His contract, which will pay him $12 million in 2017 and culminate in 2018 and 2019 with team options at $12.5 million and $13.5 million, respectively, makes him one of the most valuable in baseball. He’ll be 28 years old the next time he throws a pitch in a regular season game.
The White Sox ability to build a core as good as the one we saw at the conclusion of the 2016 season is something close to miraculous. For a team that has long struggled to develop above-average position players while simultaneously being notoriously frugal when it comes to spending in free agency — the Sox are one of only four teams in the entire league that has never shelled out a free agent contract of $100 million or more — the Sox paired Sale with Jose Quintana, who turned into a front-end starter after being acquired as a minor league free agent for basically nothing.
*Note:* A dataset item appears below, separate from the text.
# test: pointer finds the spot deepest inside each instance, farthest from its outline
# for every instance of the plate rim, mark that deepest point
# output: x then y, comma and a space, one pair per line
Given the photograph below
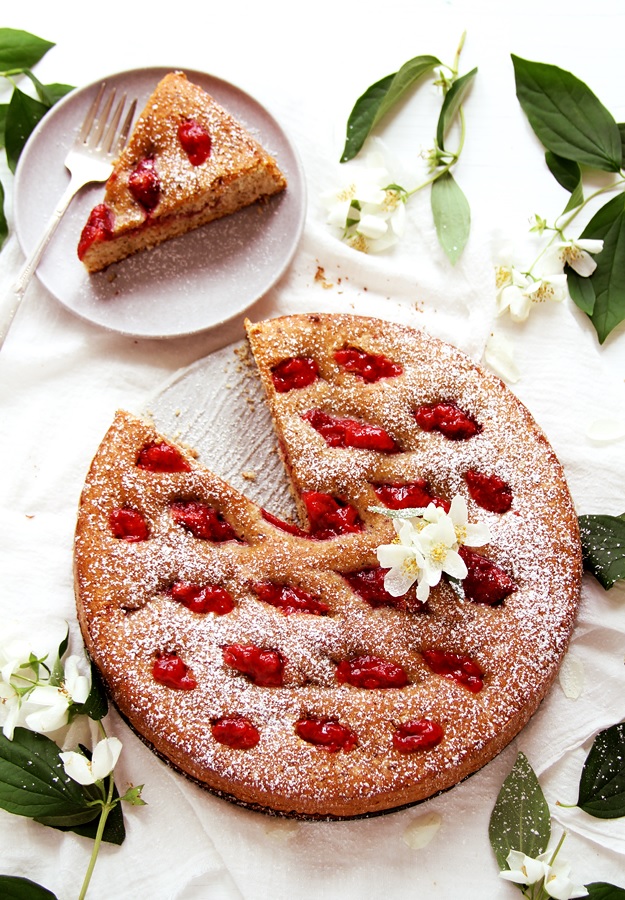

They also acquired Jose Abreu, one of the better slugging first basemen in the league, in a rare splurge in spending, and got an All-Star-caliber outfielder, Adam Eaton, in exchange for a good but replaceable starter in Hector Santiago.
Throw in former No. 3 overall pick Carlos Rodon and his gobs of potential, and Todd Frazier and his 40-home run power, and the White Sox had, despite all of their flaws, built a pretty solid foundation on which to content.
So how the hell did we get here?
The White Sox officially began their rebuild on Tuesday when they shipped Sale to Boston in exchange for four prospects. One of them, 21-year-old Yoan Moncada, is among the top prospects in baseball, maybe even a future perennial All-Star and MVP candidate.
Another, Michael Kopech, is a flame-throwing 20-year-old with top-end talent but a lot of question marks. These two, along with lesser-heralded prospects Luis Alexander Basabe and Victor Diaz, may end up a very good haul for the Sox when all is said and done, but the fact that after years of half-assed attempts to build competence around such a strong foundation, they’ve finally decided to cut their losses, is nothing short of embarrassing.
The White Sox are in this position because they couldn’t supplement a solid, cost-controlled core with enough talent to become a playoff contender. They’re in this position because they refused to tap into the free agent market for complementary pieces. They didn’t need stars, they had those already!
All they’ve needed was competence. They couldn’t find it, and jettisoning Sale is just the first step in what is sure to be a brutal, mind-numbing teardown.